Tip 3: Don’t be Afraid to Try Apps!
There are many apps out there for recording chronic disease symptoms. Some are specific for lupus, some are for chronic diseases in general, but even a fitness app can help keep track of your medical needs. Apps have an advantage in that they can be very easy to use, just like social media, and many will let you see your progress over time at a glance, easily comparing your results over the course of weeks. Apps can collect data for algorithms and AI, which can aid in recording, calculating measurements, and even finding relevant information tailored to individual people with lupus.
Many apps have forms that can help narrow down what you want to keep track of, and some way to communicate or compare your results with other people using the app. This can make you feel less alone, give you perspective on your own symptoms, and help you find new ways to manage your symptoms.
Pitfall 1: Don’t Overdo it!
People with lupus often experience fatigue, which can make it difficult to keep to a routine or complete what, to others, are basic tasks. At the same time, there are hundreds of symptoms of lupus, and you might want to record all of them. Recording all of your symptoms may be therapeutic, but it can also be exhausting and difficult, and the more difficult it is to keep records, the less frequently you will keep the records.
If you fall off the recordkeeping and leave it behind after a few tries, then the records won’t be very useful – but also, who can blame you? Our advice is to not overdo it. Pace Yourself! Symptoms? Flares? Food? Mood? Figure out a minimum of what you want to record, and don’t push yourself to do more detail than that. You don’t need to be perfect!
Pitfall 2: Don’t Force it!
Don’t be limited to just writing! If journal entries or bullet lists aren’t your thing, they don’t have to be! Try dictation, forms to check off, or even color-code days of the week depending on how you feel. As long as you are tracking what you feel you need to be tracking, you can use whatever makes you feel better. If putting stickers on a chart records the information, doesn’t sap your energy, and makes you feel better, then it will be easier to keep up and incorporate into an official routine. Using a form of some sort can be a miracle. Use a method you Enjoy!
Pitfall 3: Don’t Rely on One Strategy!
Apps and online note-taking programs like Google Docs and Evernote are great! They save you time and effort, automatically save your files, and can even be organized. However, the servers can crash, you can lose your password, and the services might even go out of business – and with it, your notes are gone!

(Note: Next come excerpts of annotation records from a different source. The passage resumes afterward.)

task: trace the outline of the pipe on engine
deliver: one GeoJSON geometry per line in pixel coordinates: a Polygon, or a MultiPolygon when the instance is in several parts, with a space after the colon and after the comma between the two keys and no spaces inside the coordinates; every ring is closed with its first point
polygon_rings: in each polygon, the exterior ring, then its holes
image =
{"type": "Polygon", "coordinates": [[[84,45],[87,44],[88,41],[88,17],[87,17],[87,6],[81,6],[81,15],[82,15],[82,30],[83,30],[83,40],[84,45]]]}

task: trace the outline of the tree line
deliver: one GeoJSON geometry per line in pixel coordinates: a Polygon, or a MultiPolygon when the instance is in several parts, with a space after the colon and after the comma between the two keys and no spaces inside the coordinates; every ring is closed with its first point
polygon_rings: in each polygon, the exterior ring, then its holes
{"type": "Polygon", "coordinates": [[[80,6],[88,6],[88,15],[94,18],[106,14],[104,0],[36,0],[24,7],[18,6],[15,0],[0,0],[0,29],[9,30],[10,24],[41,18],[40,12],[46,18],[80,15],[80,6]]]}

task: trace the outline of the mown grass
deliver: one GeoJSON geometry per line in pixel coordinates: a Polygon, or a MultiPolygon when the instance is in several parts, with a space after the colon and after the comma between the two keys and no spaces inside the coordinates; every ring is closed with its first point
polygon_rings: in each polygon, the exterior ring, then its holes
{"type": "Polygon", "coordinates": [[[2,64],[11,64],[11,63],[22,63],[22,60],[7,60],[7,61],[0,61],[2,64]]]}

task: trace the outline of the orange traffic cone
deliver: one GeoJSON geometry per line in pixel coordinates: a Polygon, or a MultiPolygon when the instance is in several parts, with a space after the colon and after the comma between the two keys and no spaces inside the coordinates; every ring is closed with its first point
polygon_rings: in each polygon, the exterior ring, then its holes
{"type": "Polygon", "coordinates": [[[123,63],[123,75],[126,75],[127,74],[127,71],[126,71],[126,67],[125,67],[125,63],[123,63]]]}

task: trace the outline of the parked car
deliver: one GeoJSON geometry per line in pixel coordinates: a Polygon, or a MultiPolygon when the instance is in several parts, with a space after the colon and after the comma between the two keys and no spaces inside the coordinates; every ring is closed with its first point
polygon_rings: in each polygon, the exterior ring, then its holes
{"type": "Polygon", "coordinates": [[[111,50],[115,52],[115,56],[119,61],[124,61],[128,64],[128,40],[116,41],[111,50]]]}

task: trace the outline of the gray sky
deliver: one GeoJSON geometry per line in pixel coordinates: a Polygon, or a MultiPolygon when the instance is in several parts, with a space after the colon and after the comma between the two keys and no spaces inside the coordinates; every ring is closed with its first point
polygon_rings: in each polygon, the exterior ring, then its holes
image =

Of course, keeping notes on your computer could be lost if you lost your computer or get corrupted files, and a physical notebook can be lost or damaged. Use backups! Use multiple methods of note taking and keep backups – a great task to delegate to a friend! If you have a trigger list or a panic list, definitely make sure that is always available, no matter what.
Ways to Keep Records with Lupus
Even just among the apps, there are hundreds of options for recording your lupus. The Discerning You reviewed 13 apps for recording chronic illness. Of those 13 apps, they rate Manage My Pain, Stop.Breath.Think, Pathways, and Me.Meditation are rated the highest. Notably, they all have meditation or stress-relieving aspects to them, so they cover the “art therapy” and “Journaling” part of recordkeeping, which is definitely something to consider!
Our LupusCorner app (Android and iOS) enables forum chatting, questionnaires, and an easy-to-use symptom recording form.
Excel spreadsheets can be a great way to keep track of your lupus, and, by using filters (under the Data tab in the Microsoft program, very useful along with Freeze Panes) you can easily see whether certain conditions (such as weather or food) match up to certain symptoms. Of course, you can also use a simple word document, google docs, or, even, a physical journal or diary. For physical journals, it might be a good idea to use colorful tabs to mark days or entries with particularly intense (or peaceful) symptoms.